Natürlich ist sein Percy Shelly wohl ein Frauenheld, ein Treuloser, ein Verführer, aber er hat eben ein “stets neu entflammtes Herz”, dessen er nicht Herr werden kann und sicher auch gar nicht möchte. Denn jede neue große Liebe zu den Schönen der Welt gibt ihm neue dichterische Impulse, lässt Worte wachsen und Sätze reifen, die ein solch genialer Mensch wohl benötigt. Ähnliche Inspiration vermerkte man nicht nur bei Mozart, Goethe, Wagner etc. Shelley also hier auf der Bühne der alten Lindenoper: ein ästhetischer Hochgenuss – eine Brillanz der Darstellung, ein faszinierend flirrendes Spiel der großen Tanzkunst, aber auch ein ausdrucksstarkes Gemütsdrama, das in Episoden die Begegnungen des Dichters mit den jeweils neuen Musen zeigt. So, wie auch die Familien- und Verwandtschaftsverhältnisse bisweilen undurchschaubar sind, weil die Tänzerinnen, ob Geliebte, Schwester oder Freundin, ihn eben alle wie Schmetterlinge umflattern – schön und wundersam fremd ätherisch – so bleiben auch Konflikte und versteckter Kummerum gebrochenn Herzen weitgehend außerhalb.
Auf der Suche nach einem festen Halt – den aber ein Mensch wie Shelley wohl niemals finden konnte, weil Beständigkeit und Bürgerlichkeit, Treue und Altruismus nicht in seiner schnellen, launigen, wechselhaften Natur lagen – trieben ihn unbestimmte Sehnsucht und Rastlosigkeit von Ort zu Ort trieb. Der homoerotische Konflikt mit dem Freund und Verführer, Lebenskünstler und Bonvivant Lord Byron wird im Tanz hier nur zaghaft und eher verschämt angedeutet. Es bleibt alles ein bisschen sehr klassisch-fein, bemüht, diese klinische Reinheit durch keinen Flecken anzutasten. Man hätte sich aber durchaus schon modernere Ausdrucksvariationen gewünscht, denn die jeweils heiß geliebten und dann jäh verschmähten Damen werden die Treulosigkeit des Mannes wohl doch nicht so sang- und klanglos hingenommen haben. Auch der Selbstmord seiner zweiten Frau tänzelt relativ unspektakulär über den Bühnenrand.

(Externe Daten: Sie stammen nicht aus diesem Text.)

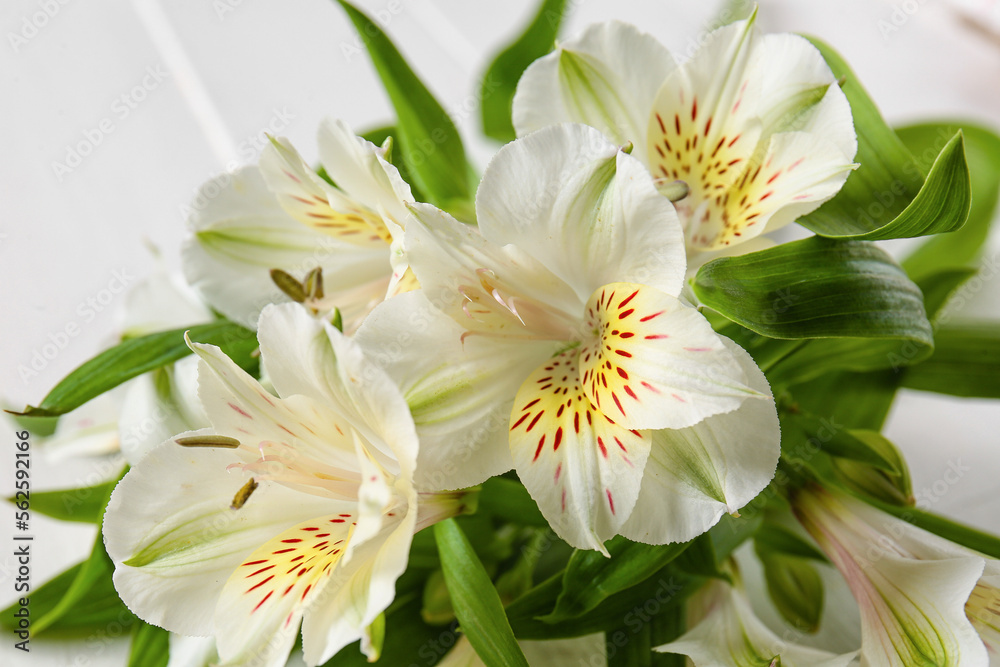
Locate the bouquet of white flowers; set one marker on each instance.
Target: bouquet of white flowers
(582, 409)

Obschon natürlich ansatzweise sehr temperamentvolle und dynamische Talente wie Dinu Tamaziacaru als Jugendfreund Shelleys oder Martin Buczko als Lord Byron so einige Grenzen zu sprengen imstande sind und auch Shelleys letzte Musen Mary und Jane, sozusagen in Doppelehe an ihn gekettet sind, ohne sich die Augen auszustechen, bleibt alles außerhalb überbordender Dramatik.

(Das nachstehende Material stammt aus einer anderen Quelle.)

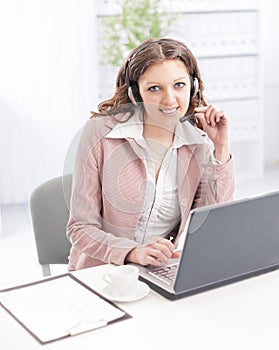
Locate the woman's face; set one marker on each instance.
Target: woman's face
(165, 91)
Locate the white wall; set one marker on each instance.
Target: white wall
(270, 58)
(47, 88)
(48, 85)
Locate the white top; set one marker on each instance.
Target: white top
(161, 211)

Ezio Toffolutti hat das dezent in den Hintergrund tretende Bühnenbild der prachtvollen Erscheinung des Corps de Ballet zugedacht, das mit ausgesuchten historischen Kostümen von Luisa Spinatelli geschmückt wird. Mit fließenden Stoffen, sanften Farbtönen und schmucken folkloristischen Trachten verwandelt sie die feenhafte Anmut der Tänzerinnen in eine bezaubernde Augenweide. Für die Solotänzerinnen des Staatsballett eine Gelegenheit mehr, miteinander zu wetteifern, nicht nur um die Liebe von Malakhov-Shelley, sondern wohl auch um ihre Rollenplacierung. Aber keine von ihnen konnte und kann gewinnen. Sie zeigen unisono, höchstens noch mit Nuancen in der Skala olympischer Feindifferenzierung gemessen, unbestrittene Perfektion und grazile Spitzenklasse.
Musikalisch beruht das “Flammende Herz” auf Kompositionen von Felix Mendelssohn Bartholdy, die von Ermanno Florio zusammengestellt wurden, der das flexible Orchester der Deutschen Oper in exakter Abstimmung mit der eleganten Choreographie temperamentvoll führt. A.C.